Le projet de recherche CoBCoM "Computational brain connectivity mapping" porte sur la construction d'un réseau dynamique des connectivités structurales et fonctionnelles du cerveau humain.

Construire un réseau dynamique des  connectivités structurales et fonctionnelles du cerveau humain et ouvrir la voie au développement de nouveaux marqueurs.

Il s'agira de développer de nouvelles techniques d'analyse et d'imagerie principalement basées sur les données produites par l'IRM de diffusion pour l'aspect structural ainsi que par la magnéto-encéphalographie (MEG) et l'électro-encéphalographie pour l'aspect fonctionnel et de les appliquer pour cartographier de manière dynamique le réseau des connectivités cérébrales et ouvrir la voie au développement de nouveaux marqueurs pour l'imagerie cérébrale.

Quelle est l'originalité de votre approche ?
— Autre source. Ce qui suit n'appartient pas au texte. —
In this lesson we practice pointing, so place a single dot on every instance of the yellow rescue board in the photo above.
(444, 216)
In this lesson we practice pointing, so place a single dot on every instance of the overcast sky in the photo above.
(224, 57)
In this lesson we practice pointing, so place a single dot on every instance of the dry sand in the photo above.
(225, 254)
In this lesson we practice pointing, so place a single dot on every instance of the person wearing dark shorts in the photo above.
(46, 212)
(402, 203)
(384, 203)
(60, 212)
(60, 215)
Les modalités d'imagerie sur lesquelles nous allons travailler (IRMd, MEG, EEG) permettent d'explorer le cerveau de manière non invasive et in vivo avec une bonne résolution spatiale (IRMd) et temporelle (MEG et EEG). On peut dire que l'IRM de diffusion est l'unique technique permettant de remonter aux faisceaux de fibres de la matière blanche et de reconstruire de façon non invasive les autoroutes de l'information du cerveau humain. De même, on peut dire que l'EEG et la MEG sont les techniques reines pour explorer l'activité cérébrale de façon non invasive.

Quel défi scientifique ?

L'acquisition de données en IRMd, EEG et MEG pose de nombreux problèmes liés à la quantité, à la complexité, et à l’hétérogénéité de ces données. Au-delà des modélisations et développements méthodologiques basés sur des outils mathématiques et informatiques intégrant aussi bien les méthodes variationnelles pour le traitement et l'analyse mathématique des signaux, que les techniques avancées de traitement et d'apprentissage statistique du signal, nous allons dans ce projet aller bien au-delà encore dans la modélisation avec l'élaboration d'un réseau dynamique des connectivités structurales et fonctionnelles.
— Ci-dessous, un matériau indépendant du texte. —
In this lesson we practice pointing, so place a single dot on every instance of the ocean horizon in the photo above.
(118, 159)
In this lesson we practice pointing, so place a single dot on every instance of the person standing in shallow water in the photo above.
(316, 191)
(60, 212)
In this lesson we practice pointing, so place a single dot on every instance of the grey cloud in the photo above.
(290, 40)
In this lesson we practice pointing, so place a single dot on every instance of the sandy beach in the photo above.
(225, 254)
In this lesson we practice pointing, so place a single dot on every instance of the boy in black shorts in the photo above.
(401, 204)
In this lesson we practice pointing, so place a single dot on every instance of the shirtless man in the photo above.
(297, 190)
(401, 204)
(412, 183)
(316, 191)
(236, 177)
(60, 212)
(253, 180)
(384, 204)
Ces défis seront relevés via des modèles d'ordre supérieur et des outils de géométrie riemannienne et de théorie des graphes, tout en prenant en compte l'information de microstructure associée au réseau des fibres de la matière blanche et la physique de la formation des signaux. Le cœur de ce projet scientifique est avant tout méthodologique mais bien entendu, avec les membres de mon équipe nous allons aussi interagir et collaborer avec de nombreux champs disciplinaires et allons aussi œuvrer, avec l'aide de nos partenaires dans le domaine clinique, à ce que des retombées pratiques puissent concrétiser nos travaux en permettant le développement de nouveaux marqueurs pour l'imagerie cérébrale et les maladies neurodégénératives.

En conclusion

Ces recherches ont un impact sociétal et économique conséquent. Une étude européenne récente estime que plus d'un tiers des Européennes et Européens sont effectivement touchés par ce qu'on appelle des troubles mentaux.

Si la santé n'a pas de prix, elle a un coût et du fait d'une population de plus en plus vieillissante, il est très clair que c'est un défi immense que de développer des techniques pouvant permettre de mieux comprendre et diagnostiquer les maladies neurodégénératives.